Accelerated hazard (AH) models can be defined as

h(t|θ,β,x) = h₀(t/e^xβ|θ)

so that

S(t|θ,β,x) = exp {−H₀(t/e^xβ|θ)e^xβ} and f(t|θ,β,x) = h₀(t/e^xβ|θ)exp {−H₀(t/e^xβ|θ)e^xβ}.

Extended hazard Models

The survival function of the extended hazard (EH) model is given by:

S(t|θ,β,ϕ) = exp {−H₀(t/e^xβ|θ)exp(x(β+ϕ))}.

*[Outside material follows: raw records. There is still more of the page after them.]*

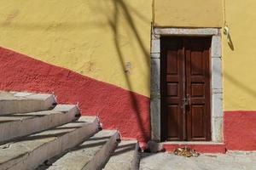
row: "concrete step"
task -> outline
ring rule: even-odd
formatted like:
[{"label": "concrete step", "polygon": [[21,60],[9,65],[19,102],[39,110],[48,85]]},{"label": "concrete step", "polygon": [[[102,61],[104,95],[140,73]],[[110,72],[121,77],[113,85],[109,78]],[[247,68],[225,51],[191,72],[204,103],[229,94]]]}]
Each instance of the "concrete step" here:
[{"label": "concrete step", "polygon": [[104,170],[137,170],[139,145],[137,140],[123,140],[111,156]]},{"label": "concrete step", "polygon": [[51,110],[0,115],[0,144],[74,121],[79,116],[76,105],[58,105]]},{"label": "concrete step", "polygon": [[55,102],[49,94],[0,92],[0,115],[47,110]]},{"label": "concrete step", "polygon": [[[117,146],[119,134],[113,130],[102,130],[67,153],[48,170],[102,169]],[[38,168],[39,169],[39,168]],[[40,170],[44,167],[41,167]]]},{"label": "concrete step", "polygon": [[0,145],[0,169],[34,169],[45,160],[89,139],[98,128],[99,122],[96,117],[81,116],[78,122]]}]

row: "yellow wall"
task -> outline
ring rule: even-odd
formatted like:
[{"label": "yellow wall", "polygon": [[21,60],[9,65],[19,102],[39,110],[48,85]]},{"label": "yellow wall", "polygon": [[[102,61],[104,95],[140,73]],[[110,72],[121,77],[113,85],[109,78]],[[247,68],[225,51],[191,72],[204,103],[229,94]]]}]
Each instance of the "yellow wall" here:
[{"label": "yellow wall", "polygon": [[256,1],[226,0],[234,49],[223,37],[225,110],[256,110]]},{"label": "yellow wall", "polygon": [[[220,27],[225,15],[224,110],[256,110],[256,2],[225,1],[223,14],[224,0],[154,0],[154,24]],[[0,1],[0,46],[149,97],[151,14],[149,0]]]},{"label": "yellow wall", "polygon": [[151,0],[0,1],[0,46],[149,96],[151,14]]},{"label": "yellow wall", "polygon": [[222,0],[154,0],[154,26],[221,27]]}]

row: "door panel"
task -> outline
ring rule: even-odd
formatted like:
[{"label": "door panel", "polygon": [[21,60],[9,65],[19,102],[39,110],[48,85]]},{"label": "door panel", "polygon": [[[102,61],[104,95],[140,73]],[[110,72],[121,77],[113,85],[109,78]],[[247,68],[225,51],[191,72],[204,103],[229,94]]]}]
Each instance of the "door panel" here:
[{"label": "door panel", "polygon": [[183,110],[180,99],[183,96],[183,41],[165,41],[161,68],[162,140],[183,140]]},{"label": "door panel", "polygon": [[211,139],[210,44],[209,37],[161,38],[162,140]]}]

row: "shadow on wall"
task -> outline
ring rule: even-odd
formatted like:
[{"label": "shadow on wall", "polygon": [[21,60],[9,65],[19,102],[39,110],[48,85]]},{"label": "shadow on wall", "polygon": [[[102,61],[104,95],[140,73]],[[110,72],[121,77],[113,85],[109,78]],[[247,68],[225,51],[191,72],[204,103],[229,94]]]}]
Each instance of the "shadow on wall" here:
[{"label": "shadow on wall", "polygon": [[[142,50],[143,54],[143,59],[144,59],[144,62],[148,65],[148,68],[149,68],[150,65],[150,57],[149,57],[149,51],[147,51],[143,42],[142,40],[142,37],[140,37],[138,31],[137,30],[137,27],[135,26],[135,22],[133,20],[133,18],[131,14],[131,8],[128,8],[127,4],[125,3],[124,0],[110,0],[114,7],[114,12],[113,13],[113,16],[111,17],[112,20],[108,20],[109,26],[112,28],[112,31],[113,31],[113,38],[114,38],[114,45],[116,48],[116,51],[119,54],[119,62],[120,65],[123,67],[123,71],[125,71],[126,70],[125,68],[125,56],[124,54],[122,53],[122,48],[120,46],[120,42],[119,42],[119,29],[120,29],[120,23],[119,23],[119,15],[120,13],[123,13],[123,14],[125,15],[125,24],[127,24],[127,26],[129,26],[129,28],[132,31],[133,36],[136,37],[136,40],[140,47],[140,49]],[[137,15],[142,16],[139,14],[138,12],[136,13]],[[150,32],[150,31],[148,31]],[[148,35],[150,36],[150,35]],[[138,56],[140,57],[140,56]],[[131,87],[131,82],[129,79],[129,74],[125,74],[125,80],[126,80],[126,83],[129,87],[129,89],[131,91],[133,91],[132,87]],[[142,75],[143,76],[143,75]],[[149,77],[148,77],[148,79],[149,80]],[[133,82],[134,83],[134,82]],[[149,84],[148,87],[145,87],[149,88]],[[137,101],[136,99],[136,96],[134,96],[134,94],[130,93],[131,98],[131,105],[132,108],[135,110],[135,113],[137,114],[137,118],[139,123],[139,128],[140,128],[140,131],[143,133],[143,138],[144,139],[148,139],[148,137],[147,137],[147,134],[144,133],[146,132],[146,129],[144,128],[144,126],[143,125],[143,121],[142,121],[142,117],[140,117],[140,109],[139,109],[139,102]],[[149,111],[148,111],[148,116],[149,116]],[[150,120],[148,120],[150,121]]]},{"label": "shadow on wall", "polygon": [[[97,1],[97,3],[102,3],[103,5],[106,2],[105,0]],[[125,58],[129,59],[129,57],[125,56],[123,51],[124,47],[121,45],[119,31],[122,29],[121,26],[123,26],[120,23],[120,20],[122,20],[122,23],[125,23],[129,31],[132,32],[131,35],[136,40],[136,43],[137,43],[136,45],[139,47],[139,50],[143,54],[143,55],[137,57],[143,59],[144,64],[149,68],[149,49],[147,49],[141,34],[136,27],[134,17],[139,18],[142,22],[148,22],[149,25],[150,21],[146,20],[147,19],[143,14],[132,7],[128,6],[123,0],[108,0],[108,2],[112,3],[113,11],[103,14],[108,16],[108,23],[113,33],[115,50],[118,54],[119,64],[123,68],[123,75],[126,84],[131,91],[96,81],[67,69],[50,65],[1,48],[0,68],[3,69],[0,72],[0,89],[55,92],[60,103],[74,104],[79,102],[79,108],[83,115],[99,113],[104,128],[118,128],[123,137],[137,138],[139,141],[146,142],[150,139],[150,99],[132,92],[134,91],[132,83],[136,83],[136,82],[131,82],[130,76],[132,75],[125,73]],[[98,10],[98,12],[102,11]],[[82,26],[84,24],[76,23],[75,26]],[[101,24],[94,24],[101,26]],[[26,25],[23,26],[26,27]],[[25,27],[21,29],[26,29]],[[38,26],[35,24],[30,26],[28,24],[27,27],[29,30],[39,29],[40,24]],[[57,27],[56,30],[58,30]],[[84,31],[86,31],[85,28]],[[148,30],[148,37],[150,37],[150,30]],[[37,68],[32,65],[37,65]],[[143,73],[142,72],[142,74]],[[148,79],[149,82],[149,74],[145,73],[145,75],[148,75]],[[145,88],[149,88],[149,83]]]}]

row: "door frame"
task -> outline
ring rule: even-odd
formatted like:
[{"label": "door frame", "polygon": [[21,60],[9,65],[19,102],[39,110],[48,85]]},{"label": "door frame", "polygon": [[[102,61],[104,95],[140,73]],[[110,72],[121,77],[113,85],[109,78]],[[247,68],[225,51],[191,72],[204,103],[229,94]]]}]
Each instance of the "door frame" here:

The hazard and the probability density functions are then expressed as:

h(t|θ,β,ϕ) = h₀(t/e^xβ|θ)exp {xϕ} and

f(t|θ,β,ϕ) = h₀(t/e^xβ|θ)exp {xβ}exp {−H₀(t/e^xβ|θ)exp(x(β+ϕ))},

respectively.

The EH model includes the AH, AFT and PH models as particular cases when ϕ = 0, ϕ = − β, and β = 0, respectively.

Yang and Prentice Models

The survival function of the Yang and Prentice (YP) model is given by:

$$S(t|\boldsymbol{\theta},\boldsymbol{\beta}, \boldsymbol{\phi}) = \left[1+\frac{\kappa_{S}}{\kappa_{L}}R_{0}(t|\boldsymbol{\theta})\right]^{-\kappa_{L}}. $$

The hazard and the probability density functions are then expressed as:

$$h(t|\boldsymbol{\theta},\boldsymbol{\beta}, \boldsymbol{\phi}) = \frac{\kappa_{S}h_{0}(t|\boldsymbol{\theta})\exp\{H_{0}(t|\boldsymbol{\theta})\}}{\left[1+\frac{\kappa_{S}}{\kappa_{L}}R_{0}(t|\boldsymbol{\theta})\right]} $$ and

$$f(t|\boldsymbol{\theta},\boldsymbol{\beta}, \boldsymbol{\phi}) = \kappa_{S}h_{0}(t|\boldsymbol{\theta})\exp\{H_{0}(t|\boldsymbol{\theta})\}\left[1+\frac{\kappa_{S}}{\kappa_{L}}R_{0}(t|\boldsymbol{\theta})\right]^{-(1+\kappa_{L})}, $$

respectively, where κ_S = exp {xβ} and κ_L = exp {xϕ}.

The YO model includes the PH and PO models as particular cases when ϕ = β and ϕ = 0, respectively.